Ce qui suit constitue l'ébauche descriptive d'un autre monde dont nous souhaitons l'avènement aussitôt que possible, un monde où la vie serait bonne. Elle est mise en ligne au fur à mesure de son écriture. C'est un ensemble de propositions toutes déjà bien documentées, et depuis fort longtemps pour certaines, pour lesquelles nous devrions nous demander si le temps n'est pas venu de les mettre en débat démocratique.
Les mots soulignés dans le texte (hyperlien) renvoient sur un texte à part qui approfondit la notion portée par le mot souligné.
La vie bonne
Un projet à la mesure de l'humain
Si la réponse à la question du sens de la vie peut grandement varier suivant les individus, il semblerait que nous puissions nous accorder sur le fait que notre passage sur terre n'ait pas vocation à être pénible, et que si certains vivent ou ont vécu péniblement alors que d'autres non, c'est d'abord que les premiers sont ou étaient dominés par les seconds. Mais pas seulement, pour ce qui concerne notre passé récent jusqu'à maintenant. Notre imaginaire rationaliste occidental (être efficace comme une machine), notre désir forcené de nous enrichir pour accéder à la consommation individuelle sans limites viennent renforcer désormais cette pénibilité. Nous voici seuls et frustrés, chacun d'entre nous en guerre contre tous les autres dans une société en voie de désintégration, à la poursuite de désirs de plus en plus inaccessibles. Là n'est pas notre destin. Nous sommes des êtres sociaux depuis la nuit des temps, sans que les bouleversements immenses de la « civilisation » y compris industrielle n'y aient rien changé, et nos besoins et désirs fondamentaux sont d'une simplicité déconcertante en comparaison de ceux produits par nos esprits contaminés par la religion du progrès.
A quoi aspirons-nous donc (en grande majorité) ? A vivre tranquillement en harmonie avec nos voisins et collègues de travail, simplement, pour peu que la sécurité matérielle nous soit assurée, satisfaits de plaisirs simples et abordables. A vivre avant la mort, en somme, et ne pas nous contenter d'exister.

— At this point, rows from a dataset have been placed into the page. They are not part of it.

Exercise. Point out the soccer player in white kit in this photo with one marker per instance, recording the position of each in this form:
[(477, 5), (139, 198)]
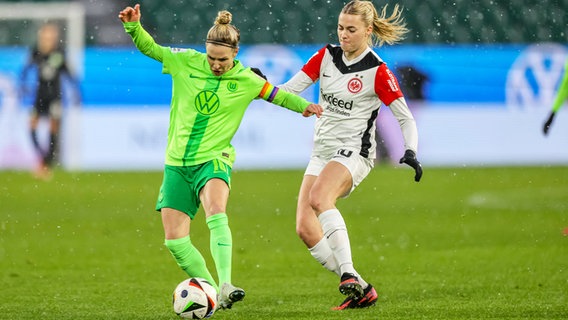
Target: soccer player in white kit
[(354, 82)]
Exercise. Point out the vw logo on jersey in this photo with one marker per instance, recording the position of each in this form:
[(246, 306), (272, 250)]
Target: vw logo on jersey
[(232, 86), (207, 102), (355, 85)]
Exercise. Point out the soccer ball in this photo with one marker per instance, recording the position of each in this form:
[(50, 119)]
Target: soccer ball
[(194, 298)]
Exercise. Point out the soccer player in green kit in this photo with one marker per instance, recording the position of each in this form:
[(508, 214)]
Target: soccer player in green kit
[(211, 92), (561, 97)]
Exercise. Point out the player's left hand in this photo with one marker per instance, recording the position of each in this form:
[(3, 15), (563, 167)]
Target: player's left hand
[(410, 159), (548, 123), (313, 109)]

Que les objecteurs à ce constat simplissime qui souhaiteraient revendiquer une autre ambition, plus sophistiquée, se demandent dans quelle mesure elle est leur propre ambition, et non une ambition étrangère, instillée chaque jour par le modèle dominant, pour faire fonctionner l'organisation économique.
Nous allons changer tout cela ensemble, faire cesser la domination et revoir nos valeurs, nous organiser une vie moins complexe et plus heureuse, toutes choses qui pourraient aussi nous procurer du sens.
Pour débuter, il y a la question de la démocratie véritable qui nous semble être une condition nécessaire - bien qu'insuffisante – à la réalisation d'une vie bonne. Comme nous l'avons écrit ailleurs sur ce site, les intérêts des dirigeants politiques en cheville avec les élites économiques divergent de ceux du peuple, état de fait très ancien, mais particulièrement visible de nos jours et qu'il nous faut faire cesser. Il en résulte en effet, que nombre de problèmes qui pèsent sur notre société, - dont une grande partie est le fruit de l'action dirigeante elle-même - ne sont pas traités, et qu'il ne nous reste d'autre solution que de nous en charger nous-mêmes. Outre le fait que nous serons mieux servi ainsi que le dit le dicton millénaire, nous aurons désormais l'immense avantage de ne plus avoir à vilipender nos dirigeants. Nous pourrons cependant le faire collectivement envers nous-même si cela nous amuse.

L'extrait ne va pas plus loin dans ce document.